33. Untuk masa lalu, selesai.

25 6 0
                                    

Perasaan Adin saat ini benar-benar campur aduk, sebentar lagi dia akan menikah tapi kenapa malah beradu mulut dengan sahabatnya sendiri? Bagaimana kalau di hari pernikahannya Dira tidak datang? Adin takut soal itu.

Adin juga merasa bersalah mungkin perkataan Adin benar-benar menyakiti hati Dira. Karena ingin menenangkan diri Adin pergi ke sebuah cafe sendirian, di cafe juga tetap pertengkarannya dengan Dira masih menghantui pikirannya.

Gadis itu duduk sendirian sambil mengaduk-ngaduk minumannya dengan pikiran yang kosong, ia melamun. Tiba-tiba ada seseorang yang duduk disebelahnya.

"Sendirian?" tanya seseorang tersebut.

Adin menoleh ke sumber suara, dia terkejut. Kenapa harus orang ini? Membuat Adin tambah kesal saja.

"Kak Yudhit? Ngapain disini?" tanya Adin.

"Mau nemein kamu," jawab Yudhit dengan senyumannya dan mata yang tak berhenti menatap Adin.

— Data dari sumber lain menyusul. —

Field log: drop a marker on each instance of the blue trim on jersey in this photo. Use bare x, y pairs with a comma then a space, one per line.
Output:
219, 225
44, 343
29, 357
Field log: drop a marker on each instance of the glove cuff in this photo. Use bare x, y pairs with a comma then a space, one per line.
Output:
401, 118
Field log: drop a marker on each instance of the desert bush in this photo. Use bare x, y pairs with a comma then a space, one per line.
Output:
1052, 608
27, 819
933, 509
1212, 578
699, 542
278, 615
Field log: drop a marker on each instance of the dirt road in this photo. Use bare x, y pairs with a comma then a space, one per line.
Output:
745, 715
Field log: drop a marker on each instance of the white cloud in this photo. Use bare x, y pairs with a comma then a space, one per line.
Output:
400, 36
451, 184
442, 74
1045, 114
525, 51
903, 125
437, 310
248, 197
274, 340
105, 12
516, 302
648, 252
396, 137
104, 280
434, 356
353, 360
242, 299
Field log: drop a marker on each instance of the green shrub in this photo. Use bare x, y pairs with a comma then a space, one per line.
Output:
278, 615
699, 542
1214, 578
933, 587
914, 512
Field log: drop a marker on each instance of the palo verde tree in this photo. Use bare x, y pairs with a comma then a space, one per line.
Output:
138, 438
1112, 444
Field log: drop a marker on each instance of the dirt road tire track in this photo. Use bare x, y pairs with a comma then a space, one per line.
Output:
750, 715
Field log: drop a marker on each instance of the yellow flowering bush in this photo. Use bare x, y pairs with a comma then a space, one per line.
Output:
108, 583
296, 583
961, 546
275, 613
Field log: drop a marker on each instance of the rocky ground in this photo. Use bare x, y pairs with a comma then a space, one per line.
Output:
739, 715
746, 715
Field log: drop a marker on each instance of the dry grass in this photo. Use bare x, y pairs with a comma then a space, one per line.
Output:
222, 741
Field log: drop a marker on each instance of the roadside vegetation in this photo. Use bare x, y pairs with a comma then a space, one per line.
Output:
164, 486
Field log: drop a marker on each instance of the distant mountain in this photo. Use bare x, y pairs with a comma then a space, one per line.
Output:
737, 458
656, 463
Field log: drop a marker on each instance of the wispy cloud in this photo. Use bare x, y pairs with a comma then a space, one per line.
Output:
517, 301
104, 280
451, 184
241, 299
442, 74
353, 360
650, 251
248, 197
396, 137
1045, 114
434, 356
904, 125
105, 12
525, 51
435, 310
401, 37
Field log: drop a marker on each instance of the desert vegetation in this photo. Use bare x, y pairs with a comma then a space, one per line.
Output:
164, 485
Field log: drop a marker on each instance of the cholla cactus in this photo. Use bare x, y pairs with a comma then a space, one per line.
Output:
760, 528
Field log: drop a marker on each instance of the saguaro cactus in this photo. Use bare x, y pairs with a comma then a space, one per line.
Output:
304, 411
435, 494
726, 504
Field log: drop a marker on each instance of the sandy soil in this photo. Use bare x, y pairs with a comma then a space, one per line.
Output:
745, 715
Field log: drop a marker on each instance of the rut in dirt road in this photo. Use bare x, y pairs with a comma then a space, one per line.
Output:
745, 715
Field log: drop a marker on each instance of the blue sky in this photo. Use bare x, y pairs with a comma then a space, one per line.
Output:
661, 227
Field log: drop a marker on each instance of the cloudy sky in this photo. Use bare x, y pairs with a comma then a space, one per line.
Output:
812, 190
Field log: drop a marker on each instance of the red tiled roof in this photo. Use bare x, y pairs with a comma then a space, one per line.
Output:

"Lebih baik Kak Yudhit pergi, aku lagi pengen sendiri," pinta Adin sambil menundukkan kepalanya.

Yudhit mengerti, mungkin Adin sedang bersedih. Tetapi lelaki itu enggan pergi dari sisi Adin. Niatnya ia ingin menenangkan Adin kalau Adin mau.

"Lagi sedih? Aku temenin, deh," usul Yudhit.

"Kak, aku lagi pengen sendiri," desak Adin dengan tatapan tegas.

"Kamu gagal nikah?" celetuk Yudhit dengan wajah santai. Adin langsung membelalakkan matanya terkejut, bisa bisanya lelaki lubang buaya ini berkata yang tidak senonoh.

"Astaghfirullahaladzim, naudzubillah min dzalik! Kak, bisa gak, sih, kalo ngomong jangan seenaknya?!" geram Adin dengan mata yang berkaca-kaca.

Gadis itu takut, masalahnya dengan Dira saja membuatnya kepikiran. Bagaimana jika apa yang Yudhit ucapkan itu menjadi do'a? Adin takut kehilangan dua orang yang ia sayangi.

"Maaf, Din, aku gak maksud sumpah. Abisnya kamu sedih gitu padahal bentar lagi nikah," ujar Yudhit dengan wajah bersalah.

"Kalo gak tau apapun Kak Yudhit mending diem aja!"

"Iya, maaf. Kalo gagal pun aku siap kok, Din, gantiin calon suami kamu," ujar Yudhit membuat Adin meneteskan air mata. Yudhit benar-benar membuat Adin semakin kesal, moodnya hari ini sangat tidak baik.

"Kak!!! Stop!" Adin menghela nafas, berusaha menahan tangisnya lalu kembali berkata, "emang nikah itu segampang balikin telapak tangan?! Enggak, Kak, butuh persiapan yang matang. Dengan entengnya Kak Yudhit bilang kayak gitu?! Aku emang lagi sedih, tapi bukan soal pernikahan aku. Kalo Kak Yudhit gak tau apa-apa aku bilang pergi. Pergi, Kak!" Adin sangat geram, tangisnya tak bisa ia tahan lagi.

Terlihat wajah bersalah dari Yudhit, lelaki itu ingin sekali menenangkan Adin tapi ternyata malah membuat gadis itu semakin kacau. Ingin rasanya Yudhit memeluk Adin, tapi dia sudah terikat dengan seseorang.

Yudhit juga tidak bermaksud apapun mengatakan hal yang tidak senonoh tadi, memang lelaki itu bila berbicara tidak dipikirkan terlebih dahulu. Tapi masalahnya perkataan itu adalah do'a. Bagaimana kalau malaikat mencatat? Kan bahaya.

"Din, sumpah aku minta maaf. Aku gak maksud, maafin aku, Din," ujar Yudhit memohon sambil melihat Adin yang sudah meneteskan air matanya sejak tadi.

"Emang ya dari dulu Kak Yudhit selalu bikin aku sakit hati, gak dari omongan gak dari sikap. Kak Yudhit selalu nambahin beban pikiran tau gak! Sekarang aku udah mau nikah pun Kak Yudhit masih aja kayak gini. Cukup, Kak! Kalo seandainya Kak Yudhit datang di kehidupan aku cuman buat ngancurin doang lebih baik kita gak pernah kenal aja."